ATLANTA (AP) — President Joe Biden’s administration on Friday halted Gov. Brian Kemp’s plan to have the private sector, not the government, engage in outreach to get state residents to sign up for insurance under the Affordable Care Act.

Kemp, a Republican, had planned to bypass healthcare.gov and have residents shop for federally subsidized health insurance through private agents.
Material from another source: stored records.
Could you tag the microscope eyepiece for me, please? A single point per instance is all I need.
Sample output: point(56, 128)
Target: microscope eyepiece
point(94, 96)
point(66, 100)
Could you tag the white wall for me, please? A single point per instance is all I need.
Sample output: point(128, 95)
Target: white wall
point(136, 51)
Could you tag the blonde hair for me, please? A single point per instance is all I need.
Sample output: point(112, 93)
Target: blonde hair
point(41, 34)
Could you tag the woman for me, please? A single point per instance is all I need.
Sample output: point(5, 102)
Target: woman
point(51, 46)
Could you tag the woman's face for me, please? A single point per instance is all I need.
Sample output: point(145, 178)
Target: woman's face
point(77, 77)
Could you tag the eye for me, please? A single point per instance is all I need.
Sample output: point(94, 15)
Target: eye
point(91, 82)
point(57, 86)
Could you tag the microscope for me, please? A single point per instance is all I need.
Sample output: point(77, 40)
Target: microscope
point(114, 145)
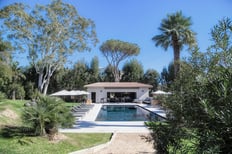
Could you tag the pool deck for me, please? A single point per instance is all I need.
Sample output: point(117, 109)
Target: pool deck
point(88, 124)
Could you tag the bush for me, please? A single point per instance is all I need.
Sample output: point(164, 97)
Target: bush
point(46, 115)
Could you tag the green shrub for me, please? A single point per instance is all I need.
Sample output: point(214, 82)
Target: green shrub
point(46, 115)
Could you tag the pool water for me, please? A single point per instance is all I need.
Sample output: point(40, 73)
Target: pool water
point(122, 113)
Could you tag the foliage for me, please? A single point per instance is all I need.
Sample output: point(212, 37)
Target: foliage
point(201, 102)
point(175, 32)
point(49, 33)
point(46, 115)
point(132, 71)
point(107, 74)
point(5, 60)
point(151, 77)
point(116, 51)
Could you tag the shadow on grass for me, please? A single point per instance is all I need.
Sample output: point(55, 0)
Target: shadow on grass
point(16, 131)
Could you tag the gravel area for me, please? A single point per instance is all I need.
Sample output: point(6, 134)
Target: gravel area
point(128, 143)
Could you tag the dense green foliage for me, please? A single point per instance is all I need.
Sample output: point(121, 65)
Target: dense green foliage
point(200, 107)
point(132, 71)
point(49, 34)
point(175, 32)
point(46, 114)
point(116, 51)
point(14, 138)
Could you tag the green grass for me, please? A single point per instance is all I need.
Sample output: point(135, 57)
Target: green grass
point(14, 108)
point(21, 144)
point(41, 145)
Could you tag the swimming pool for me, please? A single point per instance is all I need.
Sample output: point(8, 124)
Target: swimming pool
point(125, 113)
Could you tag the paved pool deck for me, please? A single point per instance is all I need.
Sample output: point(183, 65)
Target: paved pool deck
point(88, 124)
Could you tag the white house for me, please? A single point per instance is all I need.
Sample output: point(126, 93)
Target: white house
point(117, 91)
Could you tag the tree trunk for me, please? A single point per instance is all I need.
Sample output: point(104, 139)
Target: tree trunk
point(40, 82)
point(176, 53)
point(116, 75)
point(13, 95)
point(45, 87)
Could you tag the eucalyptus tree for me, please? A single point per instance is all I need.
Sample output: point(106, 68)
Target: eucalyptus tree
point(5, 61)
point(115, 51)
point(15, 87)
point(132, 71)
point(175, 32)
point(49, 33)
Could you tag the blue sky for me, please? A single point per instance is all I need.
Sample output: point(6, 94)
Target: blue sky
point(137, 21)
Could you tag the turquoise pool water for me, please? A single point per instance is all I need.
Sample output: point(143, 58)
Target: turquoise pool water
point(124, 113)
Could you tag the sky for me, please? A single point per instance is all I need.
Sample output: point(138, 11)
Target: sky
point(137, 21)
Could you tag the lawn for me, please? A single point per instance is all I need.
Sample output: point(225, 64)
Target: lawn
point(10, 113)
point(41, 145)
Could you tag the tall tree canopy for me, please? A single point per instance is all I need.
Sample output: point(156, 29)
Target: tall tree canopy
point(116, 51)
point(200, 113)
point(175, 32)
point(132, 71)
point(49, 33)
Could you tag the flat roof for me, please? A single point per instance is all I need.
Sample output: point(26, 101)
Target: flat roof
point(118, 85)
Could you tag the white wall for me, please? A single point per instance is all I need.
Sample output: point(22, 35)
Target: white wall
point(141, 93)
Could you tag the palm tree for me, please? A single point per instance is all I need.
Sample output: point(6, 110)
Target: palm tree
point(175, 32)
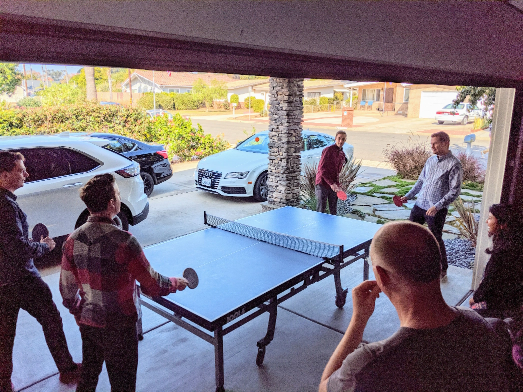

Former President Donald Trump’s administration approved that plan in 2020, and state officials had touted it as a way to boost insurance coverage.

But federal regulators said Kemp’s planned changes in the marketplace could breach federal rules around insurance waivers and cause too many people to be dropped from coverage, The Atlanta Journal-Constitution reported.

The letter from the U.S. Centers for Medicare and Medicaid Services gives Georgia until July 28 to formulate a “corrective action plan … ensuring that the waiver will provide coverage to a comparable number of residents, that the coverage will be at least as comprehensive and affordable as coverage provided without the waiver, and that the waiver will not increase the federal deficit.”

A spokesperson for Kemp told the newspaper his office is reviewing the decision.

Friday’s decision by the Biden administration will have no immediate effect on people who have bought insurance through the open marketplace exchange.

The governor’s office has said private websites would provide better service and offer more options that will increase insurance coverage in the state.

But critics worry the move will make it harder to shop for insurance and drive healthy people to cheaper plans that provide limited coverage, increasing insurance premiums for older and sicker people who need the comprehensive benefits required by the ACA. That’s because Georgia’s move to private websites would make it easier for consumers to simultaneously see plans that don’t provide all the benefits required by the ACA.

An opponent of the Kemp plan, Georgians for a Healthy Future director Laura Colbert, said the suspension was warranted.

“Any plan that would meaningfully disrupt health insurance for 700,000 folks should be carefully considered,” Colbert said in an emailed statement to The Atlanta Journal-Constitution.

“Georgia leaders have refused to answer questions about their plan to separate from healthcare.gov, and disregarded evidence that their plan will mean some hard-working Georgians lose their coverage.”

The plan to block ACA shopping on healthcare.gov was one of two Kemp proposals that could be decided in the courts. The other is Kemp’s plan to expand Medicaid to the poor but only if they meet a work requirement. The Biden administration has already blocked that proposal, a move that Georgia has sued over.